2017-11-07 20:17:20 | 国際・政治
■自衛隊が進める米製装備導入
 トランプ大統領アジア歴訪最初の訪問国である我が国を実り多い首脳外交を経て本日、次の訪問国である韓国へと出発しました。

 日米首脳会談が昨日行われ、安倍総理大臣とトランプ大統領は北朝鮮問題や海洋自由原則等で一致した行動指針を確認しました。一方、トランプ大統領は日米貿易問題について言及し、日本に突き付けられた安全保障上の危機を克服するには、世界最高のF-35のような装備が必要であるとし、アメリカからの更なる防衛装備品の調達を要望として示しました。

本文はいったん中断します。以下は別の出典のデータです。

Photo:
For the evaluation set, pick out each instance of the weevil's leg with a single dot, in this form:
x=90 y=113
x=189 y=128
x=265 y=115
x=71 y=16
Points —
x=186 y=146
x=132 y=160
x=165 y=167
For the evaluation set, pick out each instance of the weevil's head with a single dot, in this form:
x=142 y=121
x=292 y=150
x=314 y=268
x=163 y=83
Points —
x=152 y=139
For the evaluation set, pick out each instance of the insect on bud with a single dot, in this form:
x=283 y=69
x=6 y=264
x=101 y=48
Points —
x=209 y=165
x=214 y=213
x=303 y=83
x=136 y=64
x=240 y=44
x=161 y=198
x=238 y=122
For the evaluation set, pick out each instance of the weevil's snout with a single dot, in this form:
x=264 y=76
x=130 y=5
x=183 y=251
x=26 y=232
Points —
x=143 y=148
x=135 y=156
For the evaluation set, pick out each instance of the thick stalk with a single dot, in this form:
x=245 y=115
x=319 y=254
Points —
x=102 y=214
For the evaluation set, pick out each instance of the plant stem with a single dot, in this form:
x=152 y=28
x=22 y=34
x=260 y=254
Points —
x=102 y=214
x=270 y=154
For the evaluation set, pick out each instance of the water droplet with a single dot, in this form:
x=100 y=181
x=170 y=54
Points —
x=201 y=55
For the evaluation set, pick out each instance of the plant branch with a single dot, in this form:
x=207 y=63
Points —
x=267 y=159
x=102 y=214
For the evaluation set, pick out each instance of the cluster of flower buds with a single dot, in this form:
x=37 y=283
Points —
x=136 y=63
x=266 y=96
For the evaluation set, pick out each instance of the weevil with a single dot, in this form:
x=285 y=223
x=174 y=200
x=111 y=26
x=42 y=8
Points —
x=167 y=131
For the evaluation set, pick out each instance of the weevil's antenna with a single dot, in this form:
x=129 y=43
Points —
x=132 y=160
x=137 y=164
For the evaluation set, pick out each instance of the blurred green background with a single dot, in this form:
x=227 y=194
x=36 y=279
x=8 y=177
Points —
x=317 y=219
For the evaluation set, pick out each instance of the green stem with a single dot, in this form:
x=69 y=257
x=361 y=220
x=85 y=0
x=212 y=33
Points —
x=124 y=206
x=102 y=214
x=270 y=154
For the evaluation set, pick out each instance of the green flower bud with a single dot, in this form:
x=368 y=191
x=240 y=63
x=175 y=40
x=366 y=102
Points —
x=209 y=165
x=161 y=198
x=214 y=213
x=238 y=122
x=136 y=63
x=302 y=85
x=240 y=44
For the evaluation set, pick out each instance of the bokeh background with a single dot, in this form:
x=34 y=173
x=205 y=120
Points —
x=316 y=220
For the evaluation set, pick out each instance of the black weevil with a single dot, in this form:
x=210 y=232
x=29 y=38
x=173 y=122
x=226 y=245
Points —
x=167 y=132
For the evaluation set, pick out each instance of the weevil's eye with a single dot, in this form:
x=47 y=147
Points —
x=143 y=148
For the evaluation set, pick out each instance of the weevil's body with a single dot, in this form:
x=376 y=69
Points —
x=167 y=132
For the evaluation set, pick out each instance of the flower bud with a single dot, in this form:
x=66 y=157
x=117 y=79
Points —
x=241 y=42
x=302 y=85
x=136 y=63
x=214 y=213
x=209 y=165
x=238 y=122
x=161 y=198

 アメリカは武器購入を希望しました、しかし、実は必要な装備と現在調達中の装備は多いのです。実は自衛隊には陸海空併せ、後継装備を喫緊に必要としている航空機が多種多様に並んでいます。これは、1998年の北朝鮮弾道ミサイル実験を受け整備開始となった弾道ミサイル防衛や島嶼部防衛へ多くの予算を割かれ、後継機選定の目途が立たない為のもの。

 AH-64E戦闘ヘリコプターかAH-1Z攻撃ヘリコプター、90機が調達のAH-1S対戦車ヘリコプター後継機です。航空打撃力として整備され、冷戦期にはソ連軍北海道上陸へ備え重視されていましたが、今日でも広大な南西諸島防衛に必須の装備です。後継はAH-64Dに一旦決まったものの、ミサイル防衛に予算を執られ調達計画が中断、宙に浮いたままです。

 MQ-8無人観測ヘリコプター、旧式化とともに急速に総数が縮小するOH-6D観測ヘリコプター後継機です。着弾観測から軽輸送に連絡任務と師団飛行隊や方面航空隊定数を満たすには150機程度が必要です。後継機に国産のOH-1が開発されましたが、予算不足で当初の250機調達計画は33機で中断、観測ヘリコプターは定数割れのまま自然減が続いている。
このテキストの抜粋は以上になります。